Given the economic as well as political turmoil that’s disrupted the world over these past three pandemic years, no one should minimize the seriousness of the situation we’re caught in. The five tech giants of Silicon Valley — Alphabet, Amazon, Apple, Meta and Microsoft — have seen their market capitalizations collectively drop by 37 percent this year, representing a staggering loss of US$3.7 trillion in their overall value. Have no doubt: The international tech sector is being hammered, and some of those blows are falling in Waterloo Region. That said, there are also reasons to feel confident our local economy, including its tech community, is strong enough to withstand such a battering.

History shows the local economy moves like a roller-coaster, transporting us through exhilarating climbs and scary drops. The manufacturing sector, long considered the cornerstone of the region’s economy, was hollowed out in the ’80s, ’90s and early 2000s as tire makers, auto parts factories and food processors, along with footwear and garment makers, shut down.

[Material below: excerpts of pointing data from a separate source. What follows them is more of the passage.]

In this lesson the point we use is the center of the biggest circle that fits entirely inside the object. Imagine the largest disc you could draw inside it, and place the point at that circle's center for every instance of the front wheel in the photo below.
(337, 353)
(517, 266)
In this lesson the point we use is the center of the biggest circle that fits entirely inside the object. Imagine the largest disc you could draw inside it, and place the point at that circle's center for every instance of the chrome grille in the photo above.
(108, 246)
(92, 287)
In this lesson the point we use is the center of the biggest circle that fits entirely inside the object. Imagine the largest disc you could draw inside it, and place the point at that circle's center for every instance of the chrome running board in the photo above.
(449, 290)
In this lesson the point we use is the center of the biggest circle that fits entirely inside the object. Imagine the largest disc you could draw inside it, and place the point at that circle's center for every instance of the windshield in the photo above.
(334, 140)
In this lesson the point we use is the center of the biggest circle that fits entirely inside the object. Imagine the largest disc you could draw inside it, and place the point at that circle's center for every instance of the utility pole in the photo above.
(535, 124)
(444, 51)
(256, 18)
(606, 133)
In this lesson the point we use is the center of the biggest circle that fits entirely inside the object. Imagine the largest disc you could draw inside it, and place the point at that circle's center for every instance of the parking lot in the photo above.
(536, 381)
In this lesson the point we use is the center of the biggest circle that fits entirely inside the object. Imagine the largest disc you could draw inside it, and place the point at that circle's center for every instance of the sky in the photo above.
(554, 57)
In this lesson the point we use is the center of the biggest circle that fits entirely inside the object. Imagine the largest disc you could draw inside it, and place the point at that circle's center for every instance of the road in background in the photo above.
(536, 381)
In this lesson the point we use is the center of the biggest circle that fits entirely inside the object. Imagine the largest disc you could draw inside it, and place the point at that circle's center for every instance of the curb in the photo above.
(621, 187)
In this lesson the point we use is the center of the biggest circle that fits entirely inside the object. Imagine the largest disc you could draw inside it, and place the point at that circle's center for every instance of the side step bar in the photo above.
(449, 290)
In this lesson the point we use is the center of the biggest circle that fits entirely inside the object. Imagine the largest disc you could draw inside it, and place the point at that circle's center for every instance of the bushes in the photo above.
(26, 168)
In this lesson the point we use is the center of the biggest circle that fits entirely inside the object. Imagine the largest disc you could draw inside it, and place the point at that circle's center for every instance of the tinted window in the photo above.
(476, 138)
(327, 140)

Thankfully, a local startup, Research In Motion, emerged to make cellphones that revolutionized communications and established this region as a global high-tech Mecca.

Of course, the precipitous decline of BlackBerry, as RIM was renamed, proved a major setback. But it by no means stopped the growth of our tech sector. In fact, many employees who left BlackBerry, which still operates as a smaller company, took their skills, know-how and experience into other local tech firms. The arc of our tech community kept rising upward.

So did other players in this region’s economy. Our manufacturing sector, which employs far more workers than tech, rebounded and remains vibrant. Our financial companies include some of the biggest, most respected names in Canada. The diverse nature of our local economy has kept us above rising recessionary flooding before. It can do it again. And helping it all the way will be our dynamic institutions of higher education. The University of Waterloo, Wilfrid Laurier University and Conestoga College are not only major employers but produce the talent and generate the innovations that will ensure a strong, expansive local economy.

To be sure, the local tech workers losing their jobs are experiencing serious personal upheaval and deserve help. But Communitech offers an online portal for tech companies looking to hire. Even as the industry has contracted, that portal, the Work in Tech platform, has expanded. It currently lists more than 1,500 tech companies across Canada which between them have more than 9,000 job openings. A full two-thirds of those vacancies are in the Toronto-Waterloo tech corridor that added 80,000 new jobs in 2021. Today there are 313,000 tech workers in this corridor. And some local tech firms, such as cybersecurity company eSentire, continue to grow and hire.

Keep all these things in mind if you think we’re headed for a winter of high-tech discontent in this region. A better spring and summer almost certainly await us.